Piet Hut (born September 26, 1952) is a Dutch-American astrophysicist, who divides his time between research in computer simulations of dense stellar systems and broadly interdisciplinary collaborations, ranging from other fields in natural science to computer science, cognitive psychology and philosophy.

He is currently the Head of the Program in Interdisciplinary Studies at the Institute for Advanced Study (IAS) in Princeton, New Jersey, USA. Asteroid 17031 Piethut is named after him, in honor of his work in planetary dynamics and for co-founding the B612 Foundation, which focuses on prevention of asteroid impacts on Earth.

Career
In the Netherlands, Hut did a double PhD program, at Utrecht University, in particle physics under Martinus Veltman and in Amsterdam in astrophysics under Ed van den Heuvel, resulting in a PhD at the University of Amsterdam.

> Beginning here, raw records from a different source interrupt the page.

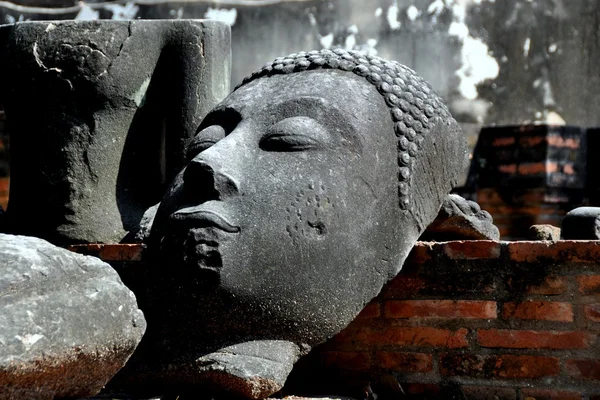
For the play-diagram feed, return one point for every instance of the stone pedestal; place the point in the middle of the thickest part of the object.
(99, 114)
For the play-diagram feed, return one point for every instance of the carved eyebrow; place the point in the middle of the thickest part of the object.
(225, 116)
(335, 119)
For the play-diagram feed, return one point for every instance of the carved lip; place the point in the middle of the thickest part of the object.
(212, 213)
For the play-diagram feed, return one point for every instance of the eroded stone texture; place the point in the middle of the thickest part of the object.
(544, 232)
(304, 192)
(67, 322)
(100, 113)
(582, 223)
(461, 219)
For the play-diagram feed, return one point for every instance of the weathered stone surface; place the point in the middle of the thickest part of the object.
(582, 223)
(304, 192)
(461, 219)
(145, 225)
(544, 232)
(115, 103)
(67, 323)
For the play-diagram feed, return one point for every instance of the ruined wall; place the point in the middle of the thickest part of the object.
(462, 320)
(505, 62)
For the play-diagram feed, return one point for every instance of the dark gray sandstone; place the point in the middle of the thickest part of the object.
(304, 192)
(99, 114)
(461, 219)
(67, 322)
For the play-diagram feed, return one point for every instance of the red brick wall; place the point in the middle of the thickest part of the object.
(468, 320)
(516, 210)
(4, 186)
(489, 320)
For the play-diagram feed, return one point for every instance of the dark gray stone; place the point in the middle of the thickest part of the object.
(582, 223)
(461, 219)
(476, 54)
(100, 113)
(67, 322)
(544, 232)
(145, 225)
(304, 192)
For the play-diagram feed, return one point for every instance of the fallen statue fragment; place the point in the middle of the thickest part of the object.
(67, 322)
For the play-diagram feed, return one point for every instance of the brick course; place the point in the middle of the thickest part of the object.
(467, 320)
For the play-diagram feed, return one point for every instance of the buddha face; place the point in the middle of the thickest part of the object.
(286, 216)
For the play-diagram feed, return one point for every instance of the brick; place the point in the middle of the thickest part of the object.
(371, 310)
(488, 393)
(583, 369)
(506, 366)
(547, 394)
(421, 253)
(354, 361)
(525, 367)
(489, 197)
(592, 312)
(539, 310)
(111, 252)
(467, 309)
(421, 336)
(449, 285)
(551, 285)
(556, 252)
(513, 339)
(422, 390)
(404, 285)
(404, 362)
(472, 250)
(589, 284)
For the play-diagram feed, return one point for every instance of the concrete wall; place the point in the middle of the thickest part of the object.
(494, 61)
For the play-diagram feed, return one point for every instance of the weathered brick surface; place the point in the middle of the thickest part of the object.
(404, 362)
(551, 285)
(545, 252)
(464, 250)
(440, 309)
(469, 320)
(111, 252)
(548, 394)
(419, 336)
(488, 393)
(539, 310)
(353, 361)
(589, 284)
(592, 312)
(499, 366)
(584, 369)
(372, 310)
(525, 339)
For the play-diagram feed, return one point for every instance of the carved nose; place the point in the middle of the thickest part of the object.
(207, 181)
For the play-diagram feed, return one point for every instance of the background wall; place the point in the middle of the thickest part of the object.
(494, 61)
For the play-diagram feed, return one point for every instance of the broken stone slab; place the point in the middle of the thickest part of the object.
(100, 114)
(544, 232)
(67, 322)
(582, 223)
(461, 219)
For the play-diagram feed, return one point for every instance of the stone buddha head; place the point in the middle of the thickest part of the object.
(304, 192)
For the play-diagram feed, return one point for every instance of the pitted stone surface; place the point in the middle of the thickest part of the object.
(115, 103)
(67, 322)
(461, 219)
(414, 106)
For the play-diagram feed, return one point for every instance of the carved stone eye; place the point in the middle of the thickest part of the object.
(295, 134)
(204, 139)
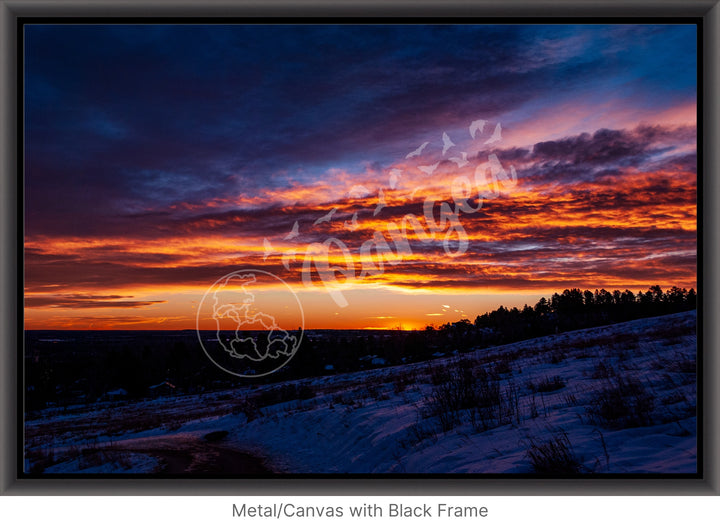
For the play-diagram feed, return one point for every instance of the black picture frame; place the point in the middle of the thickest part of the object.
(12, 13)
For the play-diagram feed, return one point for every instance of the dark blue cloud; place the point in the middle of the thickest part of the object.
(130, 118)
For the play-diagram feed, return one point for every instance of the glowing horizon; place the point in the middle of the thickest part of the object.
(599, 188)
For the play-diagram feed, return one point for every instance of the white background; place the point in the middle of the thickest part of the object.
(197, 514)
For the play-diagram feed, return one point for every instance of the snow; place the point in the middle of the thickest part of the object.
(382, 420)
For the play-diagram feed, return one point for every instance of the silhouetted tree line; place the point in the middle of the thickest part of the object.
(571, 310)
(93, 366)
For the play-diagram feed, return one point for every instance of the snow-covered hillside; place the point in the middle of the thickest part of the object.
(614, 399)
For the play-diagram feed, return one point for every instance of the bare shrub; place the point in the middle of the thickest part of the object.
(554, 456)
(622, 402)
(547, 384)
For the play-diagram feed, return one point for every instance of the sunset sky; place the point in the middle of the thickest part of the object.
(159, 159)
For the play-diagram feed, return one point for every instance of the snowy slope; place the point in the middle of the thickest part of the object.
(614, 399)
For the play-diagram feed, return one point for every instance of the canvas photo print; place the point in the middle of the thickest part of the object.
(261, 249)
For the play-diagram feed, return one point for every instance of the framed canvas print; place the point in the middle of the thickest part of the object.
(360, 248)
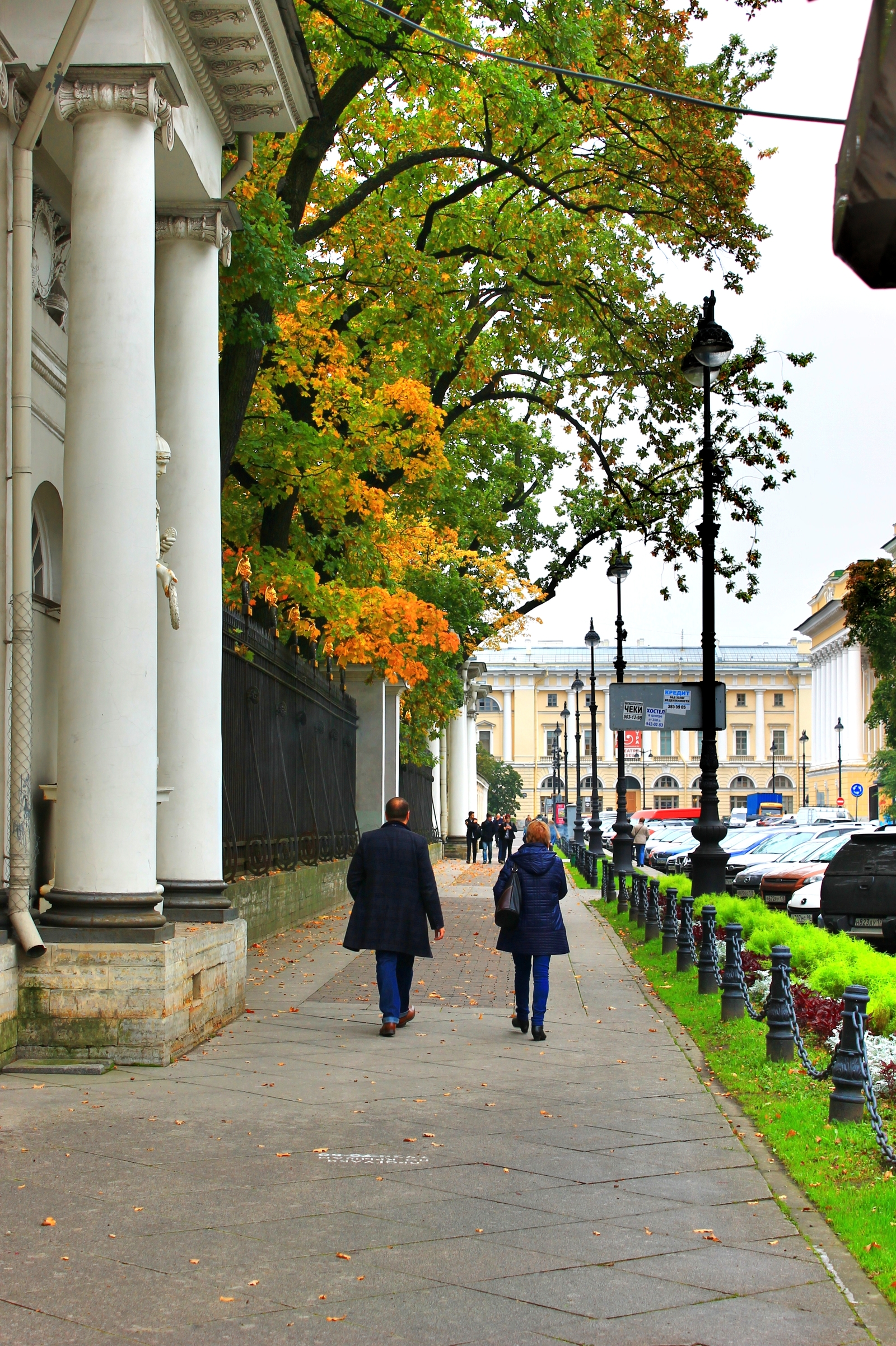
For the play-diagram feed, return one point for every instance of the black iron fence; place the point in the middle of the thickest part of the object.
(415, 785)
(288, 756)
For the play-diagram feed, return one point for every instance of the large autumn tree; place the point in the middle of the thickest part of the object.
(452, 262)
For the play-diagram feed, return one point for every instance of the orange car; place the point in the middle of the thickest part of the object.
(780, 884)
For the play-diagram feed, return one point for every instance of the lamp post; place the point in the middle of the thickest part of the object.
(595, 839)
(579, 835)
(618, 572)
(838, 730)
(564, 716)
(710, 350)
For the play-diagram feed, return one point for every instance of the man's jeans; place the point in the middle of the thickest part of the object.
(395, 974)
(536, 966)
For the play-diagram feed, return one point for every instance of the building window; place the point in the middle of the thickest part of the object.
(37, 559)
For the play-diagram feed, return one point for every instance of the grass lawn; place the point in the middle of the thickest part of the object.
(838, 1167)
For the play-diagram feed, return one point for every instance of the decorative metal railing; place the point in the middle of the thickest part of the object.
(288, 756)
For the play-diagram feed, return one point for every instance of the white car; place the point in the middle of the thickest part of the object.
(805, 905)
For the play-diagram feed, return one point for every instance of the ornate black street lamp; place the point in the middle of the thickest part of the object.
(838, 730)
(579, 835)
(710, 350)
(564, 716)
(804, 739)
(618, 572)
(595, 839)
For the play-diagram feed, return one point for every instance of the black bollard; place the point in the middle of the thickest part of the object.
(847, 1099)
(684, 960)
(670, 923)
(651, 916)
(708, 964)
(732, 995)
(780, 1042)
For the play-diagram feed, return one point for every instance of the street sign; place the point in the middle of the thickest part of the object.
(657, 706)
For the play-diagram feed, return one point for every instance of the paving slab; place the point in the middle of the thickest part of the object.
(480, 1187)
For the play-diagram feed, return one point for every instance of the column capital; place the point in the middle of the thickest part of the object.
(132, 91)
(201, 224)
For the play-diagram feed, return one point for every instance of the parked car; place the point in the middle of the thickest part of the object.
(748, 883)
(858, 889)
(802, 869)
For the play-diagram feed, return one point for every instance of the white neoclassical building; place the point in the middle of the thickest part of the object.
(114, 118)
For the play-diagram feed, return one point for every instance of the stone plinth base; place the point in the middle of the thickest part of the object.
(131, 1004)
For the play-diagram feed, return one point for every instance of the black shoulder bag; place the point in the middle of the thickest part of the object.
(509, 903)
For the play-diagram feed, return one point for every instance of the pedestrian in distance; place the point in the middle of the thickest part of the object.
(487, 837)
(540, 932)
(640, 839)
(395, 896)
(474, 833)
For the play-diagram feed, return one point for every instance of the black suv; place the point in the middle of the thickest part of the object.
(858, 889)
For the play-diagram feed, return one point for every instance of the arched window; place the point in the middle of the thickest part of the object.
(46, 543)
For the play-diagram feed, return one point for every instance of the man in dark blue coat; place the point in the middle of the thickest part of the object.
(395, 891)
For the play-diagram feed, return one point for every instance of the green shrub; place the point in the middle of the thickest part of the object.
(829, 963)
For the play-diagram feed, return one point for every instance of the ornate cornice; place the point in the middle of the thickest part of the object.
(198, 66)
(142, 99)
(208, 228)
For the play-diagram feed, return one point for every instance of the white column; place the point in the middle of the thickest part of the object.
(443, 784)
(370, 746)
(106, 786)
(507, 730)
(458, 781)
(189, 495)
(392, 737)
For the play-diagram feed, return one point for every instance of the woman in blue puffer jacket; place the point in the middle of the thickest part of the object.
(540, 932)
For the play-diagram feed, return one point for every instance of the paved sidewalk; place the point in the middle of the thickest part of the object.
(480, 1187)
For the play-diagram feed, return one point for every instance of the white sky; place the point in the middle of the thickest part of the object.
(841, 504)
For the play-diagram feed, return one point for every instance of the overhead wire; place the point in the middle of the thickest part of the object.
(590, 77)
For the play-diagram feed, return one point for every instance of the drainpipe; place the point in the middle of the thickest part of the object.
(242, 165)
(22, 493)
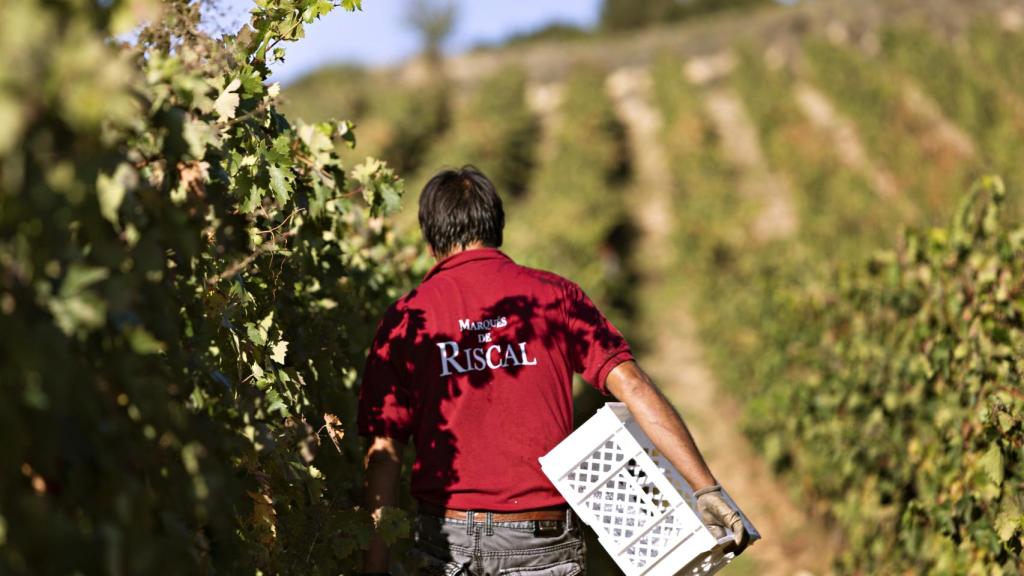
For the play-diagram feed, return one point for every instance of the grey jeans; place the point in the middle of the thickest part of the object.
(482, 547)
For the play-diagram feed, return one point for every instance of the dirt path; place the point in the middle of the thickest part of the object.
(741, 147)
(792, 543)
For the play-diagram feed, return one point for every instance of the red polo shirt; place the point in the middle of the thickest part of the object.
(476, 366)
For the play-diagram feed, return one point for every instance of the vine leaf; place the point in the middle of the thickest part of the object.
(991, 462)
(227, 101)
(279, 352)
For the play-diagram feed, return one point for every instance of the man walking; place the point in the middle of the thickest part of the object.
(475, 367)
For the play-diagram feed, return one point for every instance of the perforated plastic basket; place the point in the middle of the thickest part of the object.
(635, 500)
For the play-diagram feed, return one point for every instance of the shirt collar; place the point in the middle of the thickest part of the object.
(466, 256)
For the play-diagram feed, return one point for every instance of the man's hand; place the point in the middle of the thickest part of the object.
(383, 464)
(719, 516)
(666, 428)
(659, 421)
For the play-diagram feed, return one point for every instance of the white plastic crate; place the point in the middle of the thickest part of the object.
(637, 502)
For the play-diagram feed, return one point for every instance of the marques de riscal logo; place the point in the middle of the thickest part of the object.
(482, 325)
(493, 357)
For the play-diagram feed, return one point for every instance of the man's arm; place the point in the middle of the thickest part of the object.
(662, 423)
(383, 463)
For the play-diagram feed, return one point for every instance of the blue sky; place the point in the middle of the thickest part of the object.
(379, 36)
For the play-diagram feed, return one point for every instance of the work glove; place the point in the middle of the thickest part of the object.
(718, 516)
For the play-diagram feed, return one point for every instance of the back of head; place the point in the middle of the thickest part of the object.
(460, 207)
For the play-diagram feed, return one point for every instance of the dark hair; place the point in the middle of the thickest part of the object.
(459, 207)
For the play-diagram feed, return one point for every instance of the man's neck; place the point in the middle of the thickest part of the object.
(459, 249)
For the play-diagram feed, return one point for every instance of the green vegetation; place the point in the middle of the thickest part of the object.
(888, 392)
(189, 278)
(398, 126)
(496, 131)
(875, 97)
(187, 284)
(628, 14)
(576, 207)
(971, 95)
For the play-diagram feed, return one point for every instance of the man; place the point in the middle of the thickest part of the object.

Previously an assistant professor at the University of California, Berkeley, Hut was in 1985, at the age of 32, appointed as a full professor at the Institute for Advanced Study. At the time, he was the youngest professor appointed there.

Hut became a corresponding member of the Royal Netherlands Academy of Arts and Sciences in 1996.

Astrophysics research
An accomplished astrophysicist, Hut is best known for the Barnes–Hut simulation algorithm, developed with Joshua Barnes.  By using a tree-based data structure, the Barnes–Hut method significantly speeds up the calculation of the gravitational motion of large numbers of stars, making accessible such problems as collisions between galaxies. Barnes–Hut simulation algorithm, which has become a standard in N-body problems, reduces its complexity to N log N.

Hut introduced the concept of pseudo-synchronicity, which is now widely cited in the literature on tidal evolution of exoplanets.

He co-authored a graduate textbook "The Gravitational Million Body Problem"., invented a mathematical sequence called Piet Hut's "coat-hanger" sequence, and has pioneered the use of virtual worlds for research and education in (astro)physics.

Hut is one of the founders of the B612 Foundation, MODEST, MICA, ACS, the GRAPE (Gravity Pipe) project, and AMUSE.

Interdisciplinary research
Hut's broadly interdisciplinary research
started with his study of an asteroid impact to explain the demise of the dinosaurs, when he edited a review article for Nature with four paleontologists, two geologists and one other astrophysicist.
He has also widely engaged in joint research with computer scientists
and philosophers and cognitive psychologists.

In recognition of his work, he was invited to participate in various conferences, spanning a range from a workshop with the 14th Dalai Lama and five physicists in Dharamsala, India
to the World Economic Forum in Davos, Switzerland, and he has been invited as a member of the Husserl Circle.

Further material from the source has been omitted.